Back in August last year, I spotted in one of London’s many Waterstones a book that made all the other books fade away. It had a cover depicting a branch of kumquats that had a USB instead of roots. It was eery, beautiful and thought-provoking at the same time.
That was the cover of The Fate of Food by Amanda Little, a book I desperately wanted to get in London. I have confidently delayed the purchase until one hour before my train ride, thinking that the station will be the best place to get it – a naïve belief since I was among the last ones to board the Eurostar, obviously sans my book.
But I bought it eventually and read it in January. I have underlined countless paragraphs, I have scribbled dozens of OMG, WTF and Holy Cow (in pencil, of course, I am not a monster!) and I have arrived at the conclusion that this must be one of the best books I will probably read in 2020, if not the best.

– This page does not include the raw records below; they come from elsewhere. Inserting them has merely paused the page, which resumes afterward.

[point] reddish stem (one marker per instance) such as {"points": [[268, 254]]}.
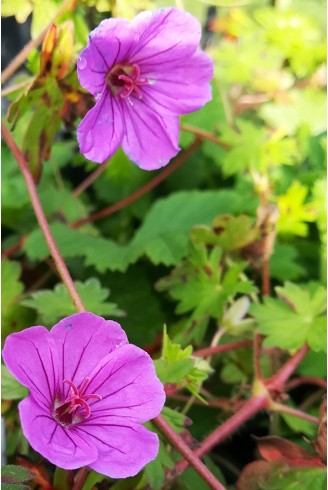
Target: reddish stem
{"points": [[224, 404], [42, 220], [171, 435], [265, 277], [104, 213], [247, 411], [188, 454], [257, 344], [250, 408], [278, 407], [218, 349], [312, 380], [13, 249]]}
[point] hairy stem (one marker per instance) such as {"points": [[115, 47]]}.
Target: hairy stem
{"points": [[42, 220], [218, 349], [279, 407], [188, 454], [257, 344], [247, 411], [167, 430]]}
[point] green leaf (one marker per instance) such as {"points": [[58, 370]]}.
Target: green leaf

Here’s what it’s about: Amanda Little is an environmental journalist who set out to understand and explore the way our food system will shift in a world that’s increasingly drier, tech-driven, and more populous.
She delved into the sustainability and disease-risks of fisheries, the automation potential in the agroindustry, developments in the field of fake “meat” and lab-grown meat (such as Impossible Foods and Memphis Meats), short-term and long-term effects of genetically engineered seeds and crops (such as the ones created by Monsanto Company), the consequences of unpredictable weather patterns on entire orchards and groves, and SO much more.
This book is meaty. (Pun intended – I simply had to!) It was not a fast read for me because I was constantly taking notes, but it is easy to read because the style is quite approachable, direct and informal. Amanda Little had a lot of facts to share, and thankfully she chose not to use mystifying industry jargon, for which I am grateful.
One of the things I liked the most, which was also pointed out by other readers on Goodreads, is that Amanda Little is actively engaging with the subject matter of the book. She is honest and transparent in sharing that she is still struggling to cut down on her meat consumption, that she is wary of certain innovations and that her idyllic family produce garden is a far cry from what she had envisioned. She is not writing about Norway, the US, China and Kenya by reading articles on the web – she is pursuing innovators, scientists, business people and farmers in her endeavour of always trying to get both sides of the story.
For instance, I really appreciated the way she presented the impact of Monsanto’s genetically modified crops. She showed how essential they are for short term for impoverished communities benefiting from them via charitable organizations or pilot programs, only to be locked in monocultures, monopoly structures and buying only certain types of seeds. (Please read the book because she explains this WAY better, I am still learning!)
Food concerns us all. And the fact that there are so many resources used and invested to feed the Western world, while so many other countries are experiencing malnutrition is an issue that is highly problematic. Our planet is dealing with increasing consumption that has to be satisfied with finite resources. Our environment is turning against us, partially due to food industries and consumer choices. For all these reasons and more, The Fate of Food has to be on everyone’s reading menu this year (that pun was a bit cringy, sorry!).
Finally, I am leaving you here one of the paragraphs I have marked. It’s part of the introduction chapter (page 5), so you know you are in for a real treat.
Farms globally now produce 17 percent more calories per person than they did in 1990. And while some 800 million people still suffer from chronic hunger, that is almost 200 million fewer than there were thirty years ago. Meanwhile, prices have fallen. The average household in the 1950s spent about 30 percent of its budget on food. Today, we spend about 13 percent—a financial advantage for low- and middle- income households, and a boon for economies worldwide. Processed foods have also liberated men and, in particular, women from the drudgery of preparing every meal from scratch. Yet the disadvantages of abundant, low-cost food are well documented, starting with massive waste, overconsumption, poorer nutrition, and a reliance on fewer, more concentrated farms to feed the world. There’s also an increasing risk that the methods we’ve devised to feed billions more people are backfiring on the environment.